GATTO : Ce que je trouve fort, c’est que les médias belges te suivaient déjà avant le premier tour.
HUANG : Oui, trois journalistes différents sont venus spécialement à Amsterdam pour moi.
GATTO : J’apprécie cela chez toi, que tu aies fait toutes ces interviews. Lors de ma participation en 2009, j’étudiais à Vienne et je suis vraiment resté sur place jusqu’au tout dernier moment. Je ne voulais vraiment pas donner d’interview avant le premier tour. C’est étrange, mais je ne voulais pas sentir la pression. Pendant le concours, j’ai essayé de m’intéresser le moins possible au concours. Vraiment, chapeau bas pour la façon dont tu es restée modeste et discrète. Spontanée, honnête…
HUANG : (Honorée) Allez, merci.
GATTO : Je suis sérieux. Il y a beaucoup de bons finalistes qui profitent de l’attention pour faire un peu de show et ça se ressent. Mais ce n’était pas le cas chez toi, ça fait plaisir.
Exactement sept jours avant la finale, vous êtes isolés du monde extérieur dans la Chapelle Musicale de Waterloo. Vos finales ont eu lieu le premier et le deuxième jour de la semaine finale, vous avez donc dû rentrer dans la chapelle rapidement après la demi-finale. Vous n’auriez pas préféré être enfermés un peu plus tard ?

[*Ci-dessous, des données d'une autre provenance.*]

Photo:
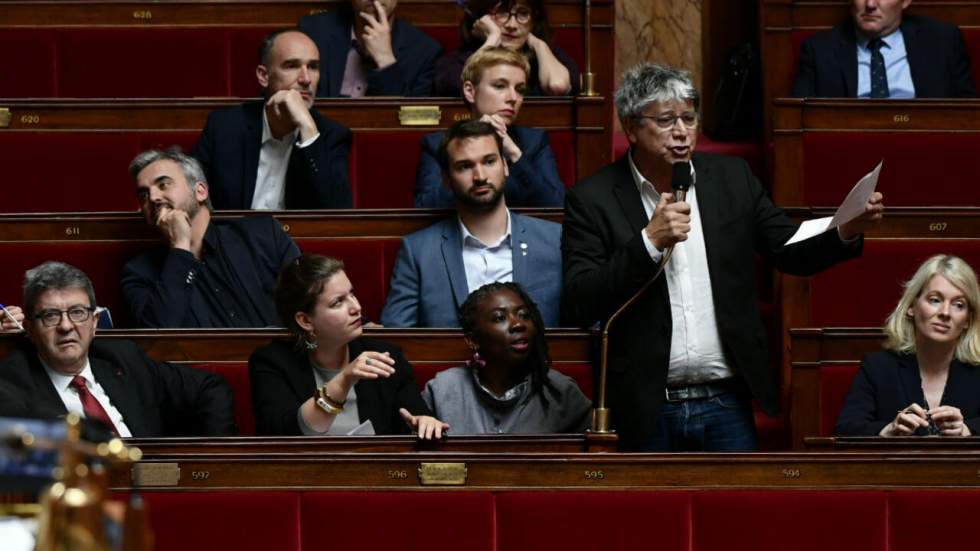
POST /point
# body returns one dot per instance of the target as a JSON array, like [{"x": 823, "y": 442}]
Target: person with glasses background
[
  {"x": 61, "y": 367},
  {"x": 519, "y": 25},
  {"x": 689, "y": 356}
]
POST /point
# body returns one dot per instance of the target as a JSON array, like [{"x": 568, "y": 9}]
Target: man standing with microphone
[{"x": 688, "y": 356}]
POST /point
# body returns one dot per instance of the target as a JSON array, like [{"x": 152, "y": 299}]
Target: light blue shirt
[
  {"x": 486, "y": 262},
  {"x": 896, "y": 67}
]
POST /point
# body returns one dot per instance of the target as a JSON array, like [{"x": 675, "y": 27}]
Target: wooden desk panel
[
  {"x": 924, "y": 143},
  {"x": 566, "y": 471},
  {"x": 809, "y": 350},
  {"x": 322, "y": 224}
]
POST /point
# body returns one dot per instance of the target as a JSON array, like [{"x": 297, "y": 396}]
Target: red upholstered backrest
[
  {"x": 208, "y": 521},
  {"x": 835, "y": 381},
  {"x": 607, "y": 521},
  {"x": 776, "y": 520},
  {"x": 75, "y": 171},
  {"x": 906, "y": 509},
  {"x": 65, "y": 172},
  {"x": 236, "y": 375},
  {"x": 243, "y": 54},
  {"x": 581, "y": 373},
  {"x": 101, "y": 261},
  {"x": 691, "y": 520},
  {"x": 142, "y": 62},
  {"x": 385, "y": 168},
  {"x": 863, "y": 291},
  {"x": 364, "y": 263},
  {"x": 921, "y": 168},
  {"x": 74, "y": 61},
  {"x": 408, "y": 521},
  {"x": 28, "y": 60}
]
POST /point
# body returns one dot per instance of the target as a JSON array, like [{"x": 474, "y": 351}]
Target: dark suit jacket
[
  {"x": 605, "y": 262},
  {"x": 229, "y": 146},
  {"x": 428, "y": 281},
  {"x": 937, "y": 60},
  {"x": 888, "y": 382},
  {"x": 533, "y": 179},
  {"x": 154, "y": 399},
  {"x": 410, "y": 75},
  {"x": 162, "y": 288},
  {"x": 282, "y": 379}
]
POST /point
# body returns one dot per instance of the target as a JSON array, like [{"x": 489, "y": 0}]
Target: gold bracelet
[
  {"x": 327, "y": 407},
  {"x": 322, "y": 392}
]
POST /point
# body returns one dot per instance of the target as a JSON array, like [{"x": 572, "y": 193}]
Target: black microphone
[{"x": 680, "y": 179}]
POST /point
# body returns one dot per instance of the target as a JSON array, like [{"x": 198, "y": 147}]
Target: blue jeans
[{"x": 723, "y": 423}]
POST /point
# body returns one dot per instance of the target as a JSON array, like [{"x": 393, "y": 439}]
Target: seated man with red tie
[{"x": 63, "y": 368}]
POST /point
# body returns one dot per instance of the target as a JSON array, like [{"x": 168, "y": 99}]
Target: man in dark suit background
[
  {"x": 279, "y": 153},
  {"x": 65, "y": 369},
  {"x": 688, "y": 356},
  {"x": 370, "y": 52},
  {"x": 880, "y": 52},
  {"x": 207, "y": 273}
]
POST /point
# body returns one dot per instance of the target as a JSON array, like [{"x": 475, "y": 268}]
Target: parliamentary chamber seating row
[
  {"x": 58, "y": 45},
  {"x": 818, "y": 149},
  {"x": 480, "y": 520},
  {"x": 226, "y": 353}
]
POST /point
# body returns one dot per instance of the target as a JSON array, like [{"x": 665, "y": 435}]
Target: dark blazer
[
  {"x": 410, "y": 75},
  {"x": 605, "y": 262},
  {"x": 155, "y": 399},
  {"x": 229, "y": 146},
  {"x": 936, "y": 53},
  {"x": 162, "y": 288},
  {"x": 888, "y": 382},
  {"x": 428, "y": 281},
  {"x": 282, "y": 379},
  {"x": 533, "y": 180}
]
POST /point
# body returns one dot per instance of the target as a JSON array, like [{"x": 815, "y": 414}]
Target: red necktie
[{"x": 92, "y": 408}]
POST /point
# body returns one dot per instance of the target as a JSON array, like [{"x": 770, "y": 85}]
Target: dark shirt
[
  {"x": 231, "y": 286},
  {"x": 449, "y": 67}
]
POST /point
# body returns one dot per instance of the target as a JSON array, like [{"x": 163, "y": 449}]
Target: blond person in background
[{"x": 927, "y": 379}]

HUANG : Oh non, j’étais heureuse de pouvoir y entrer en premier.
GATTO : Oui, et les deux derniers s’y retrouvent vraiment seuls. Mais c’est vrai que tout le monde dit que, statistiquement, vous avez plus de chances de gagner si vous jouez samedi. Moi, je n’y crois pas. Rester en dernier, c’est vraiment déprimant. Si vous jouez en début de semaine, comme nous, il y a de plus en plus de gens, c’est la fête et puis c’est la délivrance.
HUANG : Oui, pour moi c’était pareil. Quel soulagement quand je suis sortie. Pour être tout à fait franche, j’y devenais un peu folle. Je faisais sans cesse des cauchemars. Mon studio était un peu sombre et faisait peur. Je n’y étais pas du tout à l’aise.

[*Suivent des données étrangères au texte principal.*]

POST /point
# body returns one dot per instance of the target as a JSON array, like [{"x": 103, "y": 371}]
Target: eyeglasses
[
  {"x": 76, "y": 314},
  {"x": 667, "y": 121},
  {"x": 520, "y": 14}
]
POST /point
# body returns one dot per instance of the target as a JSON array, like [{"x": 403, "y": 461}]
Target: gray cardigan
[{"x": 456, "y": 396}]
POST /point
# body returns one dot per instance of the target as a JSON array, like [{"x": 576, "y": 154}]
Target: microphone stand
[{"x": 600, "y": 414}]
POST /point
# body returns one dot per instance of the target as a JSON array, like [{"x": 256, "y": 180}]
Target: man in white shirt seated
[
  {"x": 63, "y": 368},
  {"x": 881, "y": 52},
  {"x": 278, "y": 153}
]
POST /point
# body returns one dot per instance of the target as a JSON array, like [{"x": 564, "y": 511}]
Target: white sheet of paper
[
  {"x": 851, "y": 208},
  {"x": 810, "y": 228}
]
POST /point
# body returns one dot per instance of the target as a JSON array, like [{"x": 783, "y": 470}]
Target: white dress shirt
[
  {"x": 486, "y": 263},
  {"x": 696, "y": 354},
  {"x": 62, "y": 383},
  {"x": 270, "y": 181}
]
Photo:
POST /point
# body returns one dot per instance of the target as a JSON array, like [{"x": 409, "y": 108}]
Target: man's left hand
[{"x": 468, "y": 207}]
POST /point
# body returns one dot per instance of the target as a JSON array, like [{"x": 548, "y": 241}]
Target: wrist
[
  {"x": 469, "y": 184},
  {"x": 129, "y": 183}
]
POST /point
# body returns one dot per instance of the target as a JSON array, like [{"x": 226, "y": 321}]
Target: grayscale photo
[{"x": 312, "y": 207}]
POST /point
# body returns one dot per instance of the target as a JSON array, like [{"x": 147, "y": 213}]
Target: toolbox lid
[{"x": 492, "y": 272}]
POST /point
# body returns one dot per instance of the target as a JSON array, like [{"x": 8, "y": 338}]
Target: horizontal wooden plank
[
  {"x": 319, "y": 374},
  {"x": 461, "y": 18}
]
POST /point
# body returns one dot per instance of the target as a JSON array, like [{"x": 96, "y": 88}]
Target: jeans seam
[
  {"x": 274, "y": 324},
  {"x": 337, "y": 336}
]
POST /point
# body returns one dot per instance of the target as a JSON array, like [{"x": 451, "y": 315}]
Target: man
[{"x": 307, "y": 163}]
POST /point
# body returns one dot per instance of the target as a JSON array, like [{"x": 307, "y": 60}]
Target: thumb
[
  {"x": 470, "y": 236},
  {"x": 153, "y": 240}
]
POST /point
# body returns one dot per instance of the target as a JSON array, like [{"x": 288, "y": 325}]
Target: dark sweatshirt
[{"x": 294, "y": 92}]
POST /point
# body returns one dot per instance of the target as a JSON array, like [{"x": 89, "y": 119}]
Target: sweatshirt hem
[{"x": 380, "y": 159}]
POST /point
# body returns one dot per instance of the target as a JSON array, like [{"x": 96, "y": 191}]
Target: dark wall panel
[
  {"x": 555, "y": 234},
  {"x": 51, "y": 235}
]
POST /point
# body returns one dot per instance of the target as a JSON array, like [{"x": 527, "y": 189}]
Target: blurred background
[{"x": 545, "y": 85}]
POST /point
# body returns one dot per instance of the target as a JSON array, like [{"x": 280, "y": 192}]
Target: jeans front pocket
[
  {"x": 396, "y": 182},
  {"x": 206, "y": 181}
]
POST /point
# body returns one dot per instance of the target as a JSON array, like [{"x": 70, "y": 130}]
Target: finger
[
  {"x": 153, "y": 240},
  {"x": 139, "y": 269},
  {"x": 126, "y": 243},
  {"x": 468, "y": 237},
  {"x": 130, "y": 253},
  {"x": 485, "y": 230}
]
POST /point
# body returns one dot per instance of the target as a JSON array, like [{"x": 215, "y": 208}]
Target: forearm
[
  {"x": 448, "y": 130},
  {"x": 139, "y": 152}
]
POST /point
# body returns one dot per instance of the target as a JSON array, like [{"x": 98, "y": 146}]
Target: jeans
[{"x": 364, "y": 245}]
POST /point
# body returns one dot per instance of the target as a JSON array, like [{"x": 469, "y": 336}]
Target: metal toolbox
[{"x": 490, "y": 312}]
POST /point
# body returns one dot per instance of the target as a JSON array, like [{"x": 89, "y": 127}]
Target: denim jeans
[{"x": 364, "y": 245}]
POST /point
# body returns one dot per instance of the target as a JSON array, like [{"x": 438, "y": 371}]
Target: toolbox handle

Ce n’est pas un endroit agréable ?
HUANG : Si, il y a une table de ping-pong, un kicker. On mange souvent ensemble, on regarde souvent des films, j’ai vu le début du film Borat.

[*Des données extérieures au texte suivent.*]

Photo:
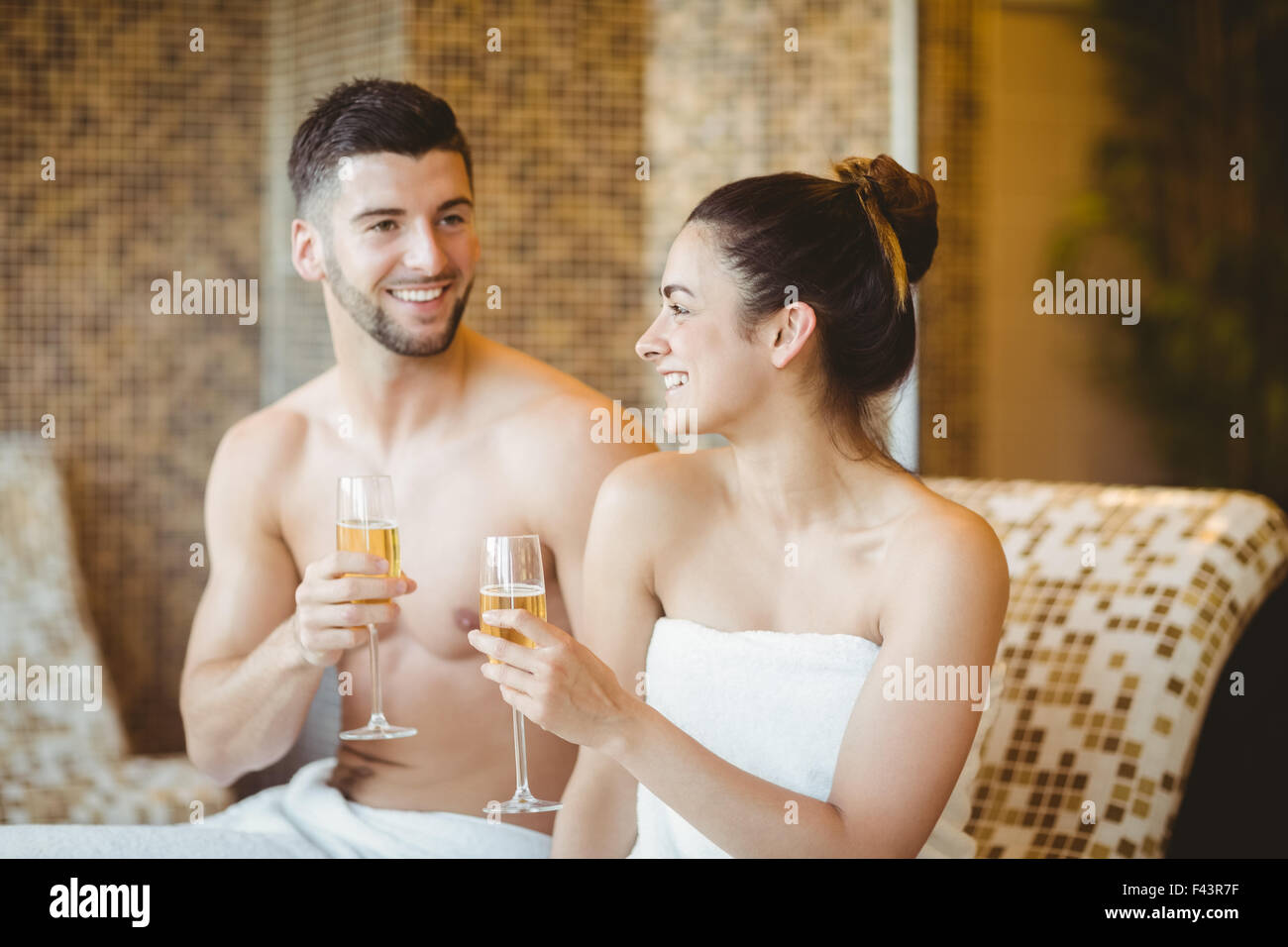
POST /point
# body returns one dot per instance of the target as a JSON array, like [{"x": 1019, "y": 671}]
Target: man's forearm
[{"x": 244, "y": 714}]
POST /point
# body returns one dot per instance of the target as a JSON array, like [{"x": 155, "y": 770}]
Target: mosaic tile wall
[
  {"x": 147, "y": 137},
  {"x": 313, "y": 46},
  {"x": 726, "y": 101},
  {"x": 948, "y": 302}
]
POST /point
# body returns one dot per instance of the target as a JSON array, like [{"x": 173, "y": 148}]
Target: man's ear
[
  {"x": 307, "y": 250},
  {"x": 793, "y": 328}
]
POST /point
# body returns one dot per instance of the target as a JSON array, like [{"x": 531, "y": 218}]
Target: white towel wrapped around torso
[
  {"x": 304, "y": 818},
  {"x": 774, "y": 705}
]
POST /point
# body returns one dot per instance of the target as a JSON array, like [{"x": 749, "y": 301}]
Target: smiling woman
[{"x": 786, "y": 318}]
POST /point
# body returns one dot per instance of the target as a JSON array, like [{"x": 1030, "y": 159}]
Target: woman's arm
[
  {"x": 597, "y": 818},
  {"x": 944, "y": 595},
  {"x": 943, "y": 605}
]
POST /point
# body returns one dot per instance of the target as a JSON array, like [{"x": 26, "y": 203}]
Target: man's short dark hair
[{"x": 364, "y": 118}]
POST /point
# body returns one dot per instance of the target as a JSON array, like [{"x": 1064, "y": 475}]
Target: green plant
[{"x": 1197, "y": 84}]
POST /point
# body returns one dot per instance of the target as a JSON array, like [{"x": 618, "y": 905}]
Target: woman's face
[{"x": 708, "y": 369}]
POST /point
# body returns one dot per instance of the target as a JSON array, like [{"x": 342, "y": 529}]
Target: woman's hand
[{"x": 559, "y": 684}]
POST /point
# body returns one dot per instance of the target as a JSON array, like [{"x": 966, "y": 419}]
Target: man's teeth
[{"x": 417, "y": 295}]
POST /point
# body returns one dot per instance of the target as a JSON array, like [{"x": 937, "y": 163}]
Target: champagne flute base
[
  {"x": 520, "y": 804},
  {"x": 378, "y": 728}
]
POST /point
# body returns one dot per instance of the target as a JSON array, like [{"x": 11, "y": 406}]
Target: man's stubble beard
[{"x": 375, "y": 321}]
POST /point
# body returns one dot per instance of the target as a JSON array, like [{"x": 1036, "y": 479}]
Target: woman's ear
[{"x": 793, "y": 326}]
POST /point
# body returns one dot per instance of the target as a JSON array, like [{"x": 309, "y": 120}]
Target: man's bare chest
[{"x": 445, "y": 506}]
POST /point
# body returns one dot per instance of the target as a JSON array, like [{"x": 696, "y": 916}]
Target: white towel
[
  {"x": 305, "y": 818},
  {"x": 774, "y": 705}
]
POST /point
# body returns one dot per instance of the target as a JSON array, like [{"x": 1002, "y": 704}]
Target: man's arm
[{"x": 246, "y": 684}]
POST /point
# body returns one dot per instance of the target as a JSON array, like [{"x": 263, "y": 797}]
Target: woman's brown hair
[{"x": 853, "y": 249}]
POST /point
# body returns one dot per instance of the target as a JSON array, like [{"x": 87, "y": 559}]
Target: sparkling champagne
[
  {"x": 529, "y": 596},
  {"x": 377, "y": 538}
]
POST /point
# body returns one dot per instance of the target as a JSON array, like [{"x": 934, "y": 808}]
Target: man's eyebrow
[
  {"x": 399, "y": 211},
  {"x": 382, "y": 211}
]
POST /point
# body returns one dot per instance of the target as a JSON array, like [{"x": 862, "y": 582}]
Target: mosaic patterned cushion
[
  {"x": 58, "y": 761},
  {"x": 1125, "y": 605}
]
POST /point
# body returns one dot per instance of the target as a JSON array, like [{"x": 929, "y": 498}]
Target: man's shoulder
[
  {"x": 542, "y": 402},
  {"x": 269, "y": 438}
]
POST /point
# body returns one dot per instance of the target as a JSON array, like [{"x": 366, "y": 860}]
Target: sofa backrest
[{"x": 1125, "y": 605}]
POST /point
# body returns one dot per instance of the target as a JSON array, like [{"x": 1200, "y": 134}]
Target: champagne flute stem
[
  {"x": 376, "y": 702},
  {"x": 520, "y": 757}
]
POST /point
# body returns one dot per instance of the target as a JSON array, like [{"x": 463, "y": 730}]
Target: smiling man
[{"x": 478, "y": 438}]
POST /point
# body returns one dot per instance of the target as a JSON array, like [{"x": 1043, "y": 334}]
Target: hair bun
[{"x": 909, "y": 202}]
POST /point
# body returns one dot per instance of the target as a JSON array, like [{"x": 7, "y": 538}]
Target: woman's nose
[{"x": 651, "y": 344}]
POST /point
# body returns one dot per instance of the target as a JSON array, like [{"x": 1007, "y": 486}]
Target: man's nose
[
  {"x": 652, "y": 344},
  {"x": 424, "y": 252}
]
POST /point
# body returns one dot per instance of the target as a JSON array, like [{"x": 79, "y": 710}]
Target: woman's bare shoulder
[
  {"x": 662, "y": 489},
  {"x": 943, "y": 541}
]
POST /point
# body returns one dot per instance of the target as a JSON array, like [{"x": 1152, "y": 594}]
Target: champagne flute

GATTO : (En imitant la voix de Borat) “From Kazakhstan”. Je me souviens de ce sentiment. C’est un environnement très stressant donc tout le monde a surtout envie de l’oublier en s’amusant.
HUANG : Et on crie tellement !
GATTO : Les pauvres étudiants dans la chapelle. Il y a dix ans, ils n’étaient heureusement pas encore là. À cette époque, la chapelle était vide, il n’y avait que nous, c’était vraiment flippant. Il y avait même des gardes avec des chiens.
HUANG : Quoi, vraiment ? (S’esclaffe) C’est fou !
GATTO : Oui, c’est vrai. Parce qu’apparemment, il y avait là plusieurs violons très chers. Ou peut-être que c’était au cas où on s’échapperait pour aller suivre des cours en douce ou pour regarder la télé, qui sait.
Les prix ont été remis. Le concours est terminé, que se passe-t-il maintenant ?
GATTO : La vie reprend son cours.
HUANG : En juin, je retourne au travail, dans l’orchestre. En juillet, on est en vacances et après, c’est reparti pour un tour.